Busy Chicago multi-reed man Ken Vandermark suggests in his liner notes of Oval, the third release by the Sten Sandell Trio, that the Swedish pianist and composer may represent the future of the piano in contemporary and improvised music. Like other pianists of his generation, Sandell is influenced by the innovations of Cecil Taylor but brings many more ingredients to his music, such as the theories of John Cage and Morton Feldman, classical musical elements from India and Japan, folk music from Sweden, electronics, voice, and an idiosyncratic approach to the piano that often uses extended percussive timbral capabilities. Sandell often works with free improvising ensembles, most notably with the Swedish trio Gush, (reed player Mats Gustafsson and drummer Raymond Strid) whom he has recorded and performed with since 1988, as well as other notable European improvisers such as Evan Parker and Barry Guy.

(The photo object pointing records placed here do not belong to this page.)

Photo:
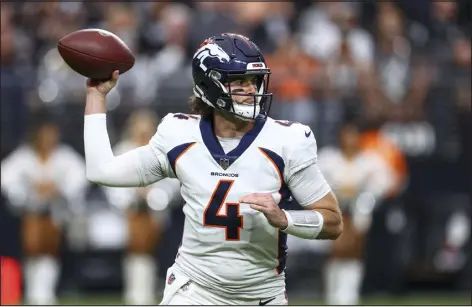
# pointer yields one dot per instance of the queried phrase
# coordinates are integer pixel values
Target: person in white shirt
(238, 169)
(361, 179)
(44, 181)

Oval was recorded beautifully at the Taktlos Festival in Switzerland in June, 2005, and featured Sandell with fellow Swedish bassist Johan Berthling and Norwegian drummer Paal Nilssen-Love. All three musicians demonstrate the same exemplary high level of communication and creativity that characterized their earlier releases, Standing Wave (Sofa, 2000) and Flat Iron (Sofa, 2002). Throughout this live set they supply a convincing answer to Vandermark ’ s musing as to why one would choose to play non-commercial music in an inconsiderate climate. The trio explores so many fascinating sonic possibilities within this format that Vandermark ’ s question becomes redundant.

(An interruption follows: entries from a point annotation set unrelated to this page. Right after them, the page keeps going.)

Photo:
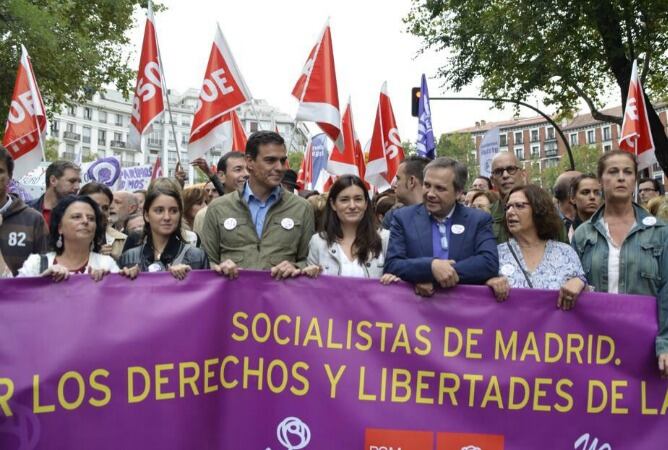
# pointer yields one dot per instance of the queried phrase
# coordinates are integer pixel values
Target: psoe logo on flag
(468, 441)
(385, 439)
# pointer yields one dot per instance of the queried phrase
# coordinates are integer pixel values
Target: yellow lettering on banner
(301, 378)
(190, 380)
(643, 401)
(261, 338)
(6, 396)
(132, 371)
(361, 395)
(36, 407)
(209, 374)
(240, 325)
(595, 385)
(313, 333)
(277, 388)
(493, 393)
(223, 381)
(330, 340)
(472, 342)
(248, 372)
(539, 393)
(449, 390)
(448, 352)
(549, 339)
(401, 340)
(334, 379)
(404, 384)
(280, 319)
(97, 386)
(421, 386)
(509, 349)
(472, 379)
(81, 390)
(564, 395)
(514, 405)
(363, 335)
(617, 395)
(420, 334)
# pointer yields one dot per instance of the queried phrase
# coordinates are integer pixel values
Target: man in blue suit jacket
(440, 242)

The velocity and density of Sandell’s playing at the beginning of the first piece, “Ovala Takter I”, is an obvious continuation of Taylor’s legacy, but Sandell navigates this trio into newer territories, using varied and complex methods such as sustain, concentrated attacks, or adding light vocals. He manages to turn aural textures into deep meditations about the possibilities of the piano, more in common with the ethereal and almost transparent playing of the British free improvisation group AMM ’ s John Tilbury, showing the imaginative interplay between members of the trio. The trio keeps a contemplative dynamic at the beginning of “Ovala Takter II,” trying to find common threads in its timbral explorations, and reconstructing its fragile interplay. At times, Sandell’s percussive piano triggers Nilssen- Love ’ s wise use of the cymbals, creating a resonate sound between the two instruments. Berthling ’ s low-end rumination on the bass opens “Ovala Takter III,” while Nilssen-Love and Sandell color his sound with abstract and slowly forming textures that linger in memory. The short and concluding piece, “Oval Ballad,” suggests a gentler example “I believe that this trio’s playing gives us one more reason to live on this planet with optimism for the future”, concludes Vandermark; and indeed Oval is a remarkable recording.